Professor Max Saito Advocates Global Perspectives and Experiential Learning

May 8, 2024
Professor Max Saito of the Communication Department. He sits in his office, which is walled with several shelves of books. His hands are clasped over his torso, and he smiles at the camera in a vest and green hat.

Professor Max Saito.

Professor Max Saito, a stalwart in the University's Communication Department since 2005, is a passionate advocate for global perspectives and experiential learning. Dr. Saito's journey into academia is intertwined with his belief in challenging assumptions and fostering alternative dialogues among students.

Teaching a diverse range of courses including Global Communication, Food Justice, Communication and Conflict, Human Rights, and International Conflict Resolution, Dr. Saito delves deep into the nuances of cultural understanding and civic engagement. "It's very important to have alternative dialogues," Dr. Saito asserts, emphasizing the role of critical thinking in shaping future leaders. “The students are our future leaders, and so for them to have that way of thinking… of challenging and going beyond what they hear from social media, I think it would make for very good citizens and good leaders in society.”

One of Dr. Saito's signature initiatives is organizing short-term study abroad trips, offering students immersive experiences in international cultures. Reflecting on past trips to destinations like Jordan and Florence, Italy, Saito shared, "I like for our students to have this opportunity to experience going abroad and meeting new people, hearing different languages, and even trying to use a different language. It's so eye-opening.” In the near future, Dr. Saito is hoping to bring his students to Ireland in collaboration with one of his personal friends who is a professor at The University College Cork.

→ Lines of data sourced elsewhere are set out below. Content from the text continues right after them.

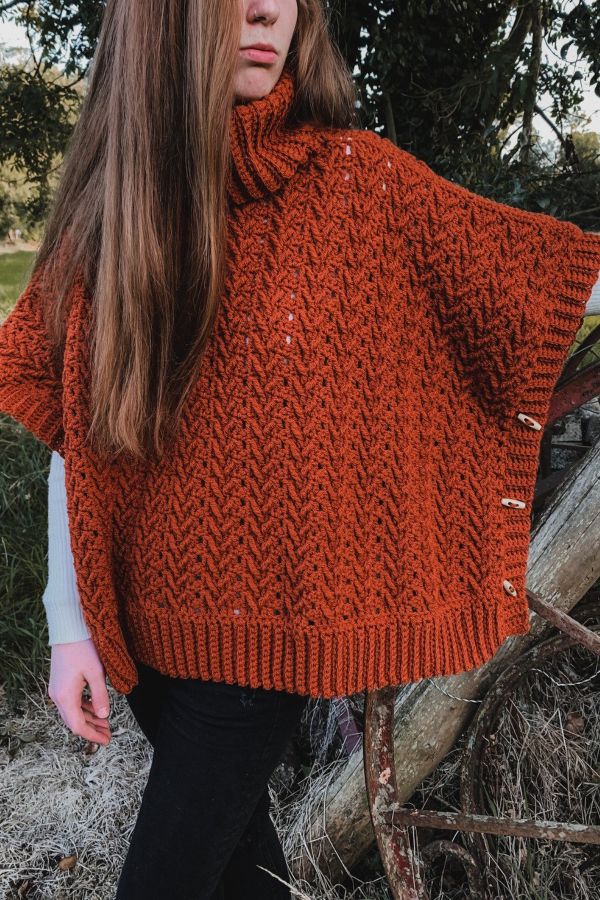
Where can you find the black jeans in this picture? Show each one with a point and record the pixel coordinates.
(204, 827)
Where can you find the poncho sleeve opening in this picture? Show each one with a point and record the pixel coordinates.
(30, 389)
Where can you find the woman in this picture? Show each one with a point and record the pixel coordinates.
(298, 382)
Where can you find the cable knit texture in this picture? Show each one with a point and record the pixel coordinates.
(347, 502)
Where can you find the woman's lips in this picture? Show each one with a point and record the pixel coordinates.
(268, 56)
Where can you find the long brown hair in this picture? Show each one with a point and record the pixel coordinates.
(141, 203)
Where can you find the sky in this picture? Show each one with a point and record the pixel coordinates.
(14, 36)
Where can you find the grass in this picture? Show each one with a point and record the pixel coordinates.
(14, 272)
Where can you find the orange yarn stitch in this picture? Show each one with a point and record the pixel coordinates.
(333, 516)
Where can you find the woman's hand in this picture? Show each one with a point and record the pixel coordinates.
(72, 666)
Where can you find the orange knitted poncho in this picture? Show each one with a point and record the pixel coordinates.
(347, 502)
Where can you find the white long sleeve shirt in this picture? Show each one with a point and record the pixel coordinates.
(61, 597)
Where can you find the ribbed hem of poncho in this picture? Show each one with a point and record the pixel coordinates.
(342, 660)
(320, 662)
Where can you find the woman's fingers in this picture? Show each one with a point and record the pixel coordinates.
(90, 715)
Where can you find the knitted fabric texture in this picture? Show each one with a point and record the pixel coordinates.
(347, 502)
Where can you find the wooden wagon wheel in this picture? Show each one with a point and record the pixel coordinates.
(390, 820)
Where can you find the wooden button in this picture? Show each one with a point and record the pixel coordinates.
(527, 420)
(515, 504)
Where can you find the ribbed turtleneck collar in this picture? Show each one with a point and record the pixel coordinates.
(266, 148)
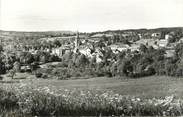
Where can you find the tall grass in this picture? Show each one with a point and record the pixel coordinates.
(45, 102)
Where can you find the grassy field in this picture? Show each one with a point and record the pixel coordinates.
(148, 96)
(147, 87)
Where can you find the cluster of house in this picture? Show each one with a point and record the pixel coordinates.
(85, 44)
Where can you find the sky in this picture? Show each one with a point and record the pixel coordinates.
(89, 15)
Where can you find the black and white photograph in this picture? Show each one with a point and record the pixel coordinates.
(91, 58)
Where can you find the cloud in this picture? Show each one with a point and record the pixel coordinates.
(90, 15)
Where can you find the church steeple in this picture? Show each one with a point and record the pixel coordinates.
(77, 40)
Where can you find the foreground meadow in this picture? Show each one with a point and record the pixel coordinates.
(96, 96)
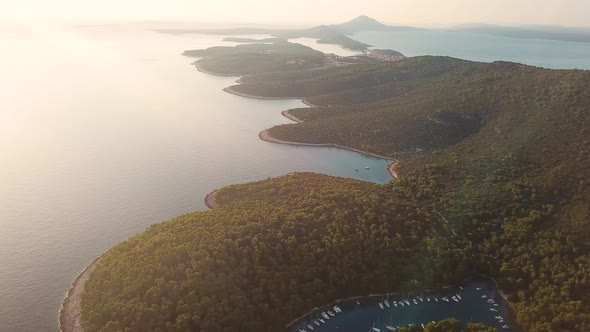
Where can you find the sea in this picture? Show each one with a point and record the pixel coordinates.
(106, 129)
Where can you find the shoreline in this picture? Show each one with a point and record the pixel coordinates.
(70, 313)
(210, 201)
(265, 136)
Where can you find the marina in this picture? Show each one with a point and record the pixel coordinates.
(476, 302)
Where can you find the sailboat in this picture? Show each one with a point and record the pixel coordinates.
(375, 329)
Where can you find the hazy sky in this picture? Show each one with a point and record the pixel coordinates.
(419, 12)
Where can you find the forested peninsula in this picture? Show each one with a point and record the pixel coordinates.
(499, 150)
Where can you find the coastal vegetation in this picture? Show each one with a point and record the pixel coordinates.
(496, 153)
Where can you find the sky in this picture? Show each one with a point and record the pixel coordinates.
(307, 12)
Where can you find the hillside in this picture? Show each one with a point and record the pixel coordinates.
(504, 155)
(336, 34)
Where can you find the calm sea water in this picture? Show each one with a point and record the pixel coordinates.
(365, 314)
(481, 47)
(107, 130)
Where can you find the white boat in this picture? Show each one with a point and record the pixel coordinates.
(376, 329)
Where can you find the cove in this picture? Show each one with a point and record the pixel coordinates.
(364, 313)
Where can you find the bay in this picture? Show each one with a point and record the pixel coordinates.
(107, 129)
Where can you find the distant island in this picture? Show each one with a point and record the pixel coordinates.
(493, 180)
(337, 34)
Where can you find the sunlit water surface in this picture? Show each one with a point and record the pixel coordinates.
(106, 130)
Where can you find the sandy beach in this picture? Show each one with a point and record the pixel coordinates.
(210, 200)
(70, 312)
(265, 136)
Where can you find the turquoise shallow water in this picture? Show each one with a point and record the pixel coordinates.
(105, 130)
(482, 47)
(364, 315)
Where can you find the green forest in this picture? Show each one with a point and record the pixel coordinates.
(501, 150)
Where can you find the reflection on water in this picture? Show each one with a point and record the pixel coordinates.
(105, 130)
(476, 302)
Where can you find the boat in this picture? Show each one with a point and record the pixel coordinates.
(376, 329)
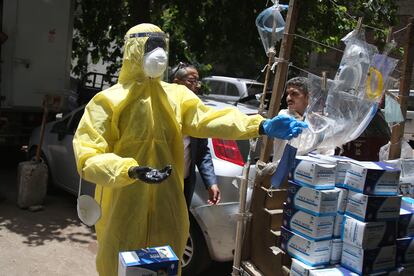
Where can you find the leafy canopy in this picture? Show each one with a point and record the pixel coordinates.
(218, 36)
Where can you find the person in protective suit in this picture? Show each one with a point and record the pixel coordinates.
(129, 142)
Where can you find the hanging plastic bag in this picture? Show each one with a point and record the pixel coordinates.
(406, 151)
(392, 111)
(270, 25)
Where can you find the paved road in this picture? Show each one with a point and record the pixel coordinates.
(51, 241)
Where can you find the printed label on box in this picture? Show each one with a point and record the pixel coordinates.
(311, 226)
(372, 208)
(316, 202)
(405, 251)
(405, 224)
(148, 261)
(369, 235)
(308, 251)
(313, 172)
(372, 178)
(365, 261)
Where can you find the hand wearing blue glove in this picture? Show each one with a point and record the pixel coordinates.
(282, 127)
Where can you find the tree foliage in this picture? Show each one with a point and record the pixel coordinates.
(219, 36)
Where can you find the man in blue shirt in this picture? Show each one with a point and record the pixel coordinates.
(196, 150)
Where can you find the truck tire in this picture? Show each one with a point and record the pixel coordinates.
(196, 257)
(51, 188)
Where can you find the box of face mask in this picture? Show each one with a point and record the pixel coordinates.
(407, 203)
(369, 235)
(310, 252)
(405, 251)
(338, 222)
(342, 199)
(336, 251)
(298, 268)
(332, 271)
(372, 208)
(365, 261)
(342, 165)
(405, 224)
(316, 202)
(372, 178)
(149, 261)
(313, 172)
(308, 225)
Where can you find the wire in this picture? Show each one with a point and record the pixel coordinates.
(317, 42)
(402, 29)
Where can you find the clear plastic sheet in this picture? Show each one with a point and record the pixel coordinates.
(339, 112)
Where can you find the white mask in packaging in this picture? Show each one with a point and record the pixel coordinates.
(155, 63)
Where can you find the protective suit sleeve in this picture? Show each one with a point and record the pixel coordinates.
(93, 144)
(203, 121)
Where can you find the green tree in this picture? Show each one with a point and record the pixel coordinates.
(219, 36)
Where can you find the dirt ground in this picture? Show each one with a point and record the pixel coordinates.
(51, 241)
(47, 242)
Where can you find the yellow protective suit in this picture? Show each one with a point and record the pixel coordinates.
(140, 121)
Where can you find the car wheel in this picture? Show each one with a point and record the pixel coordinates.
(51, 188)
(196, 257)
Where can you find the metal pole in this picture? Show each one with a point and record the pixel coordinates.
(243, 213)
(398, 131)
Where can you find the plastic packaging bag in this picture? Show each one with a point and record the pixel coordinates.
(406, 151)
(341, 111)
(270, 25)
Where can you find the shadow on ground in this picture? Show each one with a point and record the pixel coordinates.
(49, 224)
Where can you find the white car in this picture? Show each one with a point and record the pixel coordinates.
(212, 228)
(233, 90)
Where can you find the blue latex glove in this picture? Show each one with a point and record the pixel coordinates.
(283, 127)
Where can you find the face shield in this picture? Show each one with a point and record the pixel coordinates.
(155, 55)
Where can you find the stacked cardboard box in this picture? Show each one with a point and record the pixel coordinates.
(405, 236)
(369, 228)
(309, 214)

This experience, Dr. Saito said, is close to his heart, as one of his own abroad trips in Sri Lanka as an automobile maintenance teacher inspired him to seek out newer horizons and borders. After studying electrical engineering in high school, Dr. Saito taught a two-year program on automobile maintenance in Sri Lanka.

“I had such a wonderful time,” Dr. Saito said. “I had to teach in the official language, and back then, I didn’t speak much English either, so I had to learn. There was no dictionary between Japanese and Sinhalese, so every night, I would use the Japanese dictionary to English, then English to Sinhalese, and prepare my classes that way. It was very challenging, but I liked that. If I didn’t have that experience, I’m sure I wouldn’t be at the University today.”

This exposure to another culture helped Dr. Saito to understand the underlying humanity within every way of life. His students, as they grew closer, were part of this shift in perspective. “I always try to be appreciative of who students are, whatever they’re doing, and to see the gifts that they bring. The gift may not always be evident or apparent, but I try to see that.” In dedication to this ideal, Dr. Saito wears what he calls his “false assumption hat”, a forest green hat trimmed with red that reminds him to never allow any false assumption to impact the way he operates as a professor and a fellow human being.

Communication majors, Dr. Saito remarked, have a wide array of career options, including journalism, social media management, television, public relations, event coordination, counseling, human resources, human services, marketing, and even fields such as philosophy or sociology. He also echoed University President Linda Thompson's vision to "think globally and act locally," emphasizing the importance of being reflective consumers and communicators, as being aware of daily communication practices can promote human rights both globally and locally.

Dr. Saito also said that being reflective of how we consume art, media, and culture can help to improve the development of skillsets and also people’s lives. His most pressing piece of advice, however, is for students to travel and study abroad if they have the means and opportunity. Through his dedication to bridging cultures and minds through compassion, understanding, and education, Dr. Saito continues to inspire students and shape the University's commitment to fostering a diverse and inclusive academic environment.